И здесь данное Лесневским описание оказалось очень точным. Лицо словно вырублено тупым кухонным секачом из твердого полена, взгляд колючий, смотрит не то чтобы с явной неприязнью, но как бы отстраняет себя от неожиданного визитера. Поневоле вызывает легкую неприязнь… но не будем спешить с суждениями. Вспомним еще одно высказывание Шерлока Холмса: самую отталкивающую внешность из виденных им людей имел филантроп, истративший четверть миллиона на лондонских бедняков… Чересчур опрометчиво для сыщика – судить человека только по внешности, не узнав его поближе.
– Наша домоправительница пани Катарина…
Высокую седоволосую женщину можно было принять за строгую классную даму (Ванда по дороге обмолвилась, что именно такое впечатление она на нее всегда производит). Судя по величавой осанке и гордой посадке головы, верилось, что она и в самом деле знавала лучшие дни, прежде чем стать экономкой в провинциальном именьице, респектабельности ради именуемой домоправительницей. О том же говорил и золотой браслет на запястье, не такой уж массивный, но определенно не дутый, чувствовалась старая работа.
С ее появлением все пришло в движение, совершаясь как бы само собой. Из дома выскочили двое слуг и принялись проворно отвязывать от задка коляски небольшой дорожный сундучок Ванды. Третий прямо-таки выхватил у Артамошки маленький несессер Ахиллеса и понес его за ним с пани Катариной, решившей самолично показать гостю отведенную ему комнату, оказавшуюся на втором этаже, с высоким окном, расположенным по фасаду здания. Ванда в сопровождении несших сундучок слуг уверенно направилась куда-то по коридору первого этажа – видимо, всегда ей отводили одну и ту же комнату.
Поставив несессер у ночного столика, слуга удалился. Пани Катарина сказала таким тоном, словно это она была владелицей имения:
– У господина подпоручика есть около получаса, чтобы отдохнуть с дороги. Сейчас я пришлю человека почистить ваш мундир от дорожной пыли. Вечерний чай будет накрыт на веранде. У нас принято, чтобы гости собирались по сигналу гонга…
Произнеся все это, она величественно направилась к полуоткрытой двери, но Ахиллес, не думая о правилах хорошего тона, оказался у двери раньше и плотно ее прикрыл, убедившись попутно, что в коридоре никого нет. Пани Катарина изумленно подняла брови, но Ахиллес, приложив палец к губам, подал ей письмо, сказав тихо:
– От Сигизмунда Яновича…
Не изменившись в лице, экономка распечатала конверт, пробежала письмо глазами – похоже, оно было довольно коротким. Вложила его назад в конверт, сложила его вчетверо, спрятала за высокий воротник темного платья и по-прежнему бесстрастно сказала:
– Из письма следует, что я могу вам полностью доверять… Вы сыщик?

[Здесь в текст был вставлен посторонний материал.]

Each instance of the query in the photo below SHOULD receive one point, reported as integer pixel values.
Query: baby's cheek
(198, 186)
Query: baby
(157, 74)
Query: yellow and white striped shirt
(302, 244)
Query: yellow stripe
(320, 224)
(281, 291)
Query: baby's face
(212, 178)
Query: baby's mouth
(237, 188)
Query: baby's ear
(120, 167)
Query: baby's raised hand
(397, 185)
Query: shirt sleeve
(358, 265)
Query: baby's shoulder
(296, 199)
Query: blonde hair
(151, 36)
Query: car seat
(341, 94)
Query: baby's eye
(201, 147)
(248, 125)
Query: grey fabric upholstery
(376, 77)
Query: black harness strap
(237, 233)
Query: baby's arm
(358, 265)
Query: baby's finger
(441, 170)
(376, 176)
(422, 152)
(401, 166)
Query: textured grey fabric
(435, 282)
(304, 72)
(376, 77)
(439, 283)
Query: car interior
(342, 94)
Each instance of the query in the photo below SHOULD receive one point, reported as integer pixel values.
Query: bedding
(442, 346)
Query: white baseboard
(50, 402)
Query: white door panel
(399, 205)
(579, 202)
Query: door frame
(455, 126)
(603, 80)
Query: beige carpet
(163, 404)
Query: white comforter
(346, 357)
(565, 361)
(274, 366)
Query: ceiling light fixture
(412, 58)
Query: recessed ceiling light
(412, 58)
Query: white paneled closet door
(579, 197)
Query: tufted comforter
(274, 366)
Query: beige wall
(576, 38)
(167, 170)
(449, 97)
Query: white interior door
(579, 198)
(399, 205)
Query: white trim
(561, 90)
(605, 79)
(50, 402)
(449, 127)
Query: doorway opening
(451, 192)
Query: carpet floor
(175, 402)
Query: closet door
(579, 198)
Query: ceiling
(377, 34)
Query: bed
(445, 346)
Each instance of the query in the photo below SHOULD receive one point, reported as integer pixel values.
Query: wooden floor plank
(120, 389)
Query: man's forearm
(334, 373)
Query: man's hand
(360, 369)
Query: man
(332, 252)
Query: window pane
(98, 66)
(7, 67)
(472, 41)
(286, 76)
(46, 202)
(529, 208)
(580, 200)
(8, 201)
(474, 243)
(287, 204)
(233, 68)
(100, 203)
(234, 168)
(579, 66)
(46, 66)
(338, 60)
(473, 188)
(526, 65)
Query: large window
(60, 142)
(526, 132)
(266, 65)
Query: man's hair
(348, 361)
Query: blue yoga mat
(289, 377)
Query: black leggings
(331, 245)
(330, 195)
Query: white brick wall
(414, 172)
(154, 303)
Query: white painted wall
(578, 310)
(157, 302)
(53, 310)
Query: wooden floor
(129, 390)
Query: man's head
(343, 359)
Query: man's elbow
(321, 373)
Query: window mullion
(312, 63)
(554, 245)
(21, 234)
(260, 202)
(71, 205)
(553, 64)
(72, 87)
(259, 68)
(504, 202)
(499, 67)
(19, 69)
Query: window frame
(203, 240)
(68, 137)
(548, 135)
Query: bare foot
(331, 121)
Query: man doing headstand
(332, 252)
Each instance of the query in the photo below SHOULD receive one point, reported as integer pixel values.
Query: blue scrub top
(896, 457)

– Не совсем, – сказал Ахиллес. – Просто… просто я по роду службы приобрел некоторый навык в… деликатных делах. И Сигизмунд Янович попросил меня разобраться, что тут происходит. Он убежден, что тут творятся, скажем так, странные вещи…
– Он абсолютно прав, – сказала пани Катарина. – Вот только, к сожалению, я не смогу поговорить с вами сейчас – обязанности по дому… Не возражаете, если мы поговорим позже, когда дом отойдет ко сну? – На ее лице появился намек на улыбку. – Я уже в том возрасте, когда моей репутации нисколько не повредит поздний визит в комнату молодого офицера…
– Разумеется, – сказал Ахиллес. – Как вам будет удобнее.
Она вышла, а вскоре появился один из знакомых уже слуг и с самым торжественным видом унес китель, сапоги и шаровары Ахиллеса (он успел вовремя переложить браунинг под подушку), заверив, что самое позднее через четверть часа вещи господина офицера будут ему возвращены совершенно преображенными.
Оставшись в исподнем, Ахиллес приоткрыл высокую створку окна с полукруглым верхом, сел возле него в кресло и старательно набил табаком трубку. Рано было, не собрав достаточно сведений, делать какие-то выводы и строить умозаключения. Ну, разве что…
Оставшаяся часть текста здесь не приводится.